15-16 Haziran’ın 51. yılında bildiğimiz yolda ilerliyoruz...

Demokratik sınıf ve kitle sendikacılığının öncülüğünü yaparak işçi sınıf mücadelesini her geçen gün biraz daha yükselten DİSK’in tarihindeki en önemli kilometre taşlarından biri olan şanlı 15-16 Haziran direnişinin 51. Yıldönümü hepimize kutlu olsun.

1967 yılında kurulan DİSK tabanın söz ve karar sahibi olması ilkesinden yola çıkarak işçi sınıfının sesine kulak veriyor, onların talepleri doğrultusunda tatmin edici sözleşmeler imzalayarak tüm Türkiye’de işçilerin güvenini kazanıyordu.

DİSK’in kurulması ile birlikte işçi eylemleri, direnişler, grevler ülke gündeminde fazlaca yer ediniyor büyük ses getiriyordu. 1970 yılının haziran ayına kadar değişik sürelerde toplam 29 bin 782 işçi DİSK öncülüğünde grev boylarında haklarını arıyordu.

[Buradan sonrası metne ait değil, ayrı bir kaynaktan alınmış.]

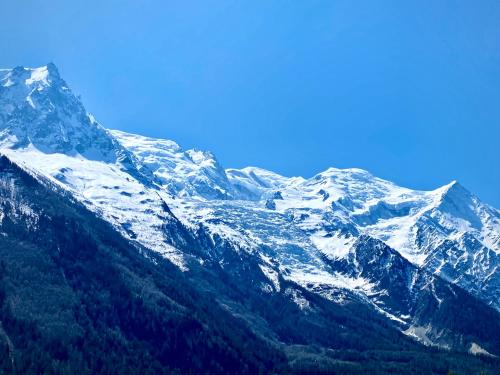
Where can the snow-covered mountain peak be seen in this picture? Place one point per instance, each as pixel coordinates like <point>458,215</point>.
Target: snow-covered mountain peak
<point>38,111</point>
<point>43,76</point>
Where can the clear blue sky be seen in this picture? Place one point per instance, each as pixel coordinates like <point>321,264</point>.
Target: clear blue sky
<point>409,90</point>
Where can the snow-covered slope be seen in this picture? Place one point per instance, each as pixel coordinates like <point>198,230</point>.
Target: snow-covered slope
<point>45,129</point>
<point>314,232</point>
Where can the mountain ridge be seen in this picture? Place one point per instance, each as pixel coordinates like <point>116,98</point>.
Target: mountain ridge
<point>338,236</point>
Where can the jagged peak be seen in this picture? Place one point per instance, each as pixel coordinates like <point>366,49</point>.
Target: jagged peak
<point>44,75</point>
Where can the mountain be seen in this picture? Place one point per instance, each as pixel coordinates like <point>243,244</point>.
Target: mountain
<point>339,272</point>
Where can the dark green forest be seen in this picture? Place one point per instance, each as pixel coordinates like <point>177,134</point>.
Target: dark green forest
<point>76,297</point>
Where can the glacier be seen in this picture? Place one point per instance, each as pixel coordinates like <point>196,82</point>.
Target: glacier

Bu durum sendikacılık hareketinin sermayenin kontrolünden çıkması anlamına geliyordu. Derhal önlem almaları gerekiyordu.

İşçiler arasında ise DİSK ve bağlı sendikalara sempati ve güven artıyordu.

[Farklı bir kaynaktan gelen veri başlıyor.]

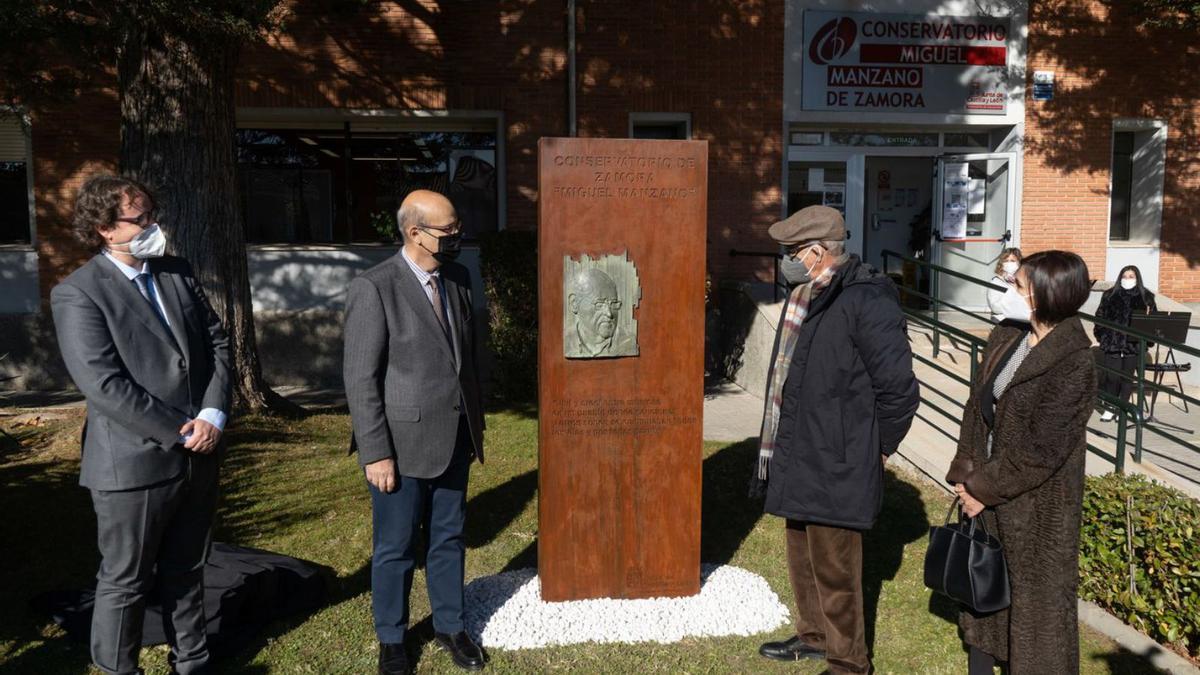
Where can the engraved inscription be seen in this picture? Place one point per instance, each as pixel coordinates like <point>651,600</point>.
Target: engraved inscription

Dönemin siyasi iktidarı Adalet Partisi DİSK’in varlığından rahatsızlık duymaya başlamıştı..

Çalışma Bakanı Seyfi Öztürk bir konuşmasında “Çok yakında DİSK’in çanına ot tıkayacağız” diye ağzından kaçırdıktan kısa bir süre sonra sendikalara toplu iş sözleşmesi imzalayabilmeleri için yüzde 33 işkolu barajını zorunlu kılan yasa değişikliği taslağı Meclise sunuldu.

DİSK’I susturmaya, işçi sınıfını sermayenin kontrolünde ve devletin güdümündeki sendikalara mahkum etmeye çalışıyorlardı. 

İşte şanlı 15-16 Haziran direnişi olarak tarihe geçen ve büyük işçi önderi onursal Genel Başkanımız Kemal Türkler’in konuşmasıyla tetiklenen olaylar DİSK öncülüğündeki işçilerin bu yasa tasarısına karşı iki gün boyunca verdikleri mücadelenin adıdır.

Yaklaşık 200 bin işçi iki gün boyunca Gebze’de Kocaeli’de, Kağıthane’de Haliç’te, Mecidiyeköy’de, Silahtarağa’da dört bir koldan bir sel gibi akarcasına şehrin meydanlarına indiler.

Şalterler indi, yollar trafiğe kapandı, hayat durdu.

Dönemin siyasi iktidarı tarafından DİSK’in tasfiye edilmek istenmesine işçiler hep bir ağızdan HAYIR dediler.

Türkiye işçi sınıfının tarihinde ilk kez işçiler ekonomik haklarının dışında demokratik hakları için, sendikaları için bir yasal düzenlemeye karşı mücadele ediyorlardı.

Düzenleme iptal oldu ve işçiler kazandı.

 *

15-16 Haziran bir büyük direniştir işçi sınıfının şanlı tarihinde. 200 bine yakın işçinin yazdığı bir destandır.

Fiilen iki gün sürse de emekçilerde yarattığı özgüven ve sermayenin yüreğine saldığı korkuyla etkileri on yıllarca süren unutulmaz bir mücadeledir.

15-16 Haziran tam 51. yıl öncesinden bugüne kadar olan zaman içerisinde bir efsane olarak anılmayı hak eden en kitlesel politik işçi eylemidir.

15-16 Haziran sınıf mücadelesinde işçi sınıfının gücünü dosta düşmana göstermekle kalmayıp, işçi sınıfının harekete geçtiğinde çıkarılmış kanunları bile nasıl geri aldırabileceğinin çok çarpıcı bir örneği olarak hafızalarımızda ayrı bir yer tutuyor.

Bizler iyi biliriz ki yenilgiler öğreticidir. Onlardan dersler çıkartırız, yeniden savaşmak için…

Zaferler ise bizlere sadece güç vermekle kalmaz, aynı zamanda yol gösterir ve gelecek güzel günlere ulaşmamız için ışığımız olur yolumuzu aydınlatan.

İşte 15-16 Haziran büyük direnişi 51 yıl öncesinden, bizi böylesine büyük bir güçle aydınlatmakta, yolumuzu açmaktadır.

Bu iki uzun gün sonunda verdikleri yiğit mücadelede yaşamlarını yitiren üç işçi arkadaşımızı saygıyla ve rahmetle anarken, bizler DİSK/Birleşik Metal-İş Sendikası olarak, tüm emekçilerin ve kalbi emekten yana atan herkesin, sömürünün arttığı, özgürlüklerin kısıtlandığı, emekçilerin haklarına fütursuzca saldırıların yaşandığı bugünlerde yeni destanlar yazacağına tüm kalbimizle inanıyoruz.